Market Overview for Compound/Tether (COMPUSDT) on 2025-09-23
• Price surged past $42.20 before retreating, closing near $41.66 after a volatile 24-hour session.
• Strong volume spikes confirmed key resistance breaks, but a bearish divergence in RSI suggests caution.
• Bollinger Bands expanded significantly, highlighting increased volatility amid mixed candlestick signals.
• Notable 15-minute bullish and bearish engulfing patterns were observed during intraday corrections.
• Total turnover reached ~$169,500, with volume peaking in early evening ET and tapering by early morning.
24-Hour Summary
Compound/Tether (COMPUSDT) opened at $41.48 on 2025-09-22 at 12:00 ET and closed at $41.66 by 12:00 ET on 2025-09-23. The pair surged to a high of $42.26 and dipped to a low of $41.13. Over the 24-hour window, the total volume traded was approximately 33,054 COMP, with a notional turnover of around $1,387,180. The price action was marked by strong intraday volatility and several key technical signals.
Structure & Formations
Price action over the 24-hour period showed a bearish reversal pattern emerging as resistance levels at $42.20–$42.26 failed to hold.
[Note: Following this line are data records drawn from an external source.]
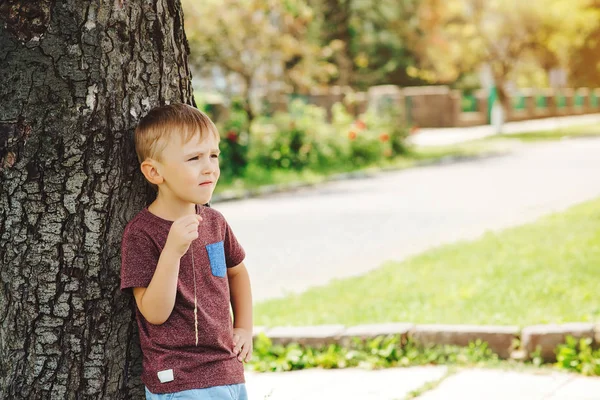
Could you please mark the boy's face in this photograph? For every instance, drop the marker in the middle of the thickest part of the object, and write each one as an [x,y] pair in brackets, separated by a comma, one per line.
[190,170]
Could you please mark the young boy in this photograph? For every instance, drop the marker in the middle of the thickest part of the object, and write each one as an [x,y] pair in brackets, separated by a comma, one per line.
[185,265]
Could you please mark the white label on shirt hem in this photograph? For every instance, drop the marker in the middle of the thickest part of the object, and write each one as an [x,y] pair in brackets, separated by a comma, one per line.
[165,376]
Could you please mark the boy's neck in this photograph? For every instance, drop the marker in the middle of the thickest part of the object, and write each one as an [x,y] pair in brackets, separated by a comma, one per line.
[171,209]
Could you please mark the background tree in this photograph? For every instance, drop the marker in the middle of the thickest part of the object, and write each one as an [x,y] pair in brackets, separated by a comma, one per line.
[367,49]
[460,36]
[584,65]
[264,45]
[76,77]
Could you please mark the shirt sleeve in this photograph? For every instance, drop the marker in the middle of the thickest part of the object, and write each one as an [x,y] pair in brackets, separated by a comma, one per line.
[234,253]
[139,257]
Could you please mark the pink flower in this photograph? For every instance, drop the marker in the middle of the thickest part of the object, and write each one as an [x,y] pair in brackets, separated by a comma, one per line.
[232,136]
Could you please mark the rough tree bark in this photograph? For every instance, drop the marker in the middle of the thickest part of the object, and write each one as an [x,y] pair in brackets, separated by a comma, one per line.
[75,77]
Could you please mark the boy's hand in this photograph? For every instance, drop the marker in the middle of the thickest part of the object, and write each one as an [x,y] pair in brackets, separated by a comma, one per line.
[242,344]
[182,233]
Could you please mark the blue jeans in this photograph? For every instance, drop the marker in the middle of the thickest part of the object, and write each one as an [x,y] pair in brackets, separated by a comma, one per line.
[227,392]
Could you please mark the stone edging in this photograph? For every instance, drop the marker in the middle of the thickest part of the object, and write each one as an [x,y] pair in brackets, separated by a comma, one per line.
[500,339]
[230,195]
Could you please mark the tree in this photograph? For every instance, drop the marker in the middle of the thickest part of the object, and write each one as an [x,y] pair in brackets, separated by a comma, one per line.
[584,65]
[76,77]
[459,36]
[265,44]
[362,34]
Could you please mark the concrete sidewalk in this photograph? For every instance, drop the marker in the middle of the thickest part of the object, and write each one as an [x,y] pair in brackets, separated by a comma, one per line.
[447,136]
[398,383]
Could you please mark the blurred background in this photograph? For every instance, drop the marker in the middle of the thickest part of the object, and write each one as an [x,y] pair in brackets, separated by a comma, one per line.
[407,161]
[484,92]
[267,70]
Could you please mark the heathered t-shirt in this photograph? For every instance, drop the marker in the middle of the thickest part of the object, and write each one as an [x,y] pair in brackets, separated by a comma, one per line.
[172,345]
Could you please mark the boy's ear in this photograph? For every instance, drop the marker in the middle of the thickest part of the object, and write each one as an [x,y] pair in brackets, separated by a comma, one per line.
[150,171]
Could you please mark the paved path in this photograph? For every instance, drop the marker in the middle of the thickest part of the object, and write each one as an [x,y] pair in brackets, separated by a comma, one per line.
[397,383]
[298,240]
[447,136]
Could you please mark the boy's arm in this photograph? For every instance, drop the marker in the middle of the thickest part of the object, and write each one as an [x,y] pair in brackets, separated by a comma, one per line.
[156,302]
[241,303]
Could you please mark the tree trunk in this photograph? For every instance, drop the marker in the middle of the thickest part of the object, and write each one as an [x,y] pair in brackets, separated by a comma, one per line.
[76,77]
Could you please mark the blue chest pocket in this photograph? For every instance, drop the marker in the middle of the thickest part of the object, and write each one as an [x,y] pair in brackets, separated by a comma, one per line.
[216,256]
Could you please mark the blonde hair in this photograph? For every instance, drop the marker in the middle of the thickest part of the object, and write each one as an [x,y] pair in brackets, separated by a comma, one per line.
[161,123]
A bearish divergence in the RSI confirmed weakening momentum. Notable patterns included a bullish engulfing candle at $42.12–$42.23 and a bearish engulfing candle at $42.26–$42.13. Key support levels include $41.62, $41.50, and $41.31, while resistance is clustered between $41.75–$42.00. A morning doji at $41.40 and a midday bullish engulfing pattern at $41.94 signaled indecision and bullish conviction, respectively.
Moving Averages and Momentum
On the 15-minute chart, price spent most of the session above the 20-period EMA, but closed below the 50-period EMA, indicating mixed momentum. The daily chart shows a bearish crossover of the 50-period EMA and the 200-period SMA, reinforcing the possibility of a medium-term downward correction. MACD showed a bearish crossover, with negative momentum expanding after 6:00 PM ET. RSI peaked at 70 during the session high and fell to 33 near the close, suggesting overbought conditions may have been exhausted and a short-term oversold condition is forming.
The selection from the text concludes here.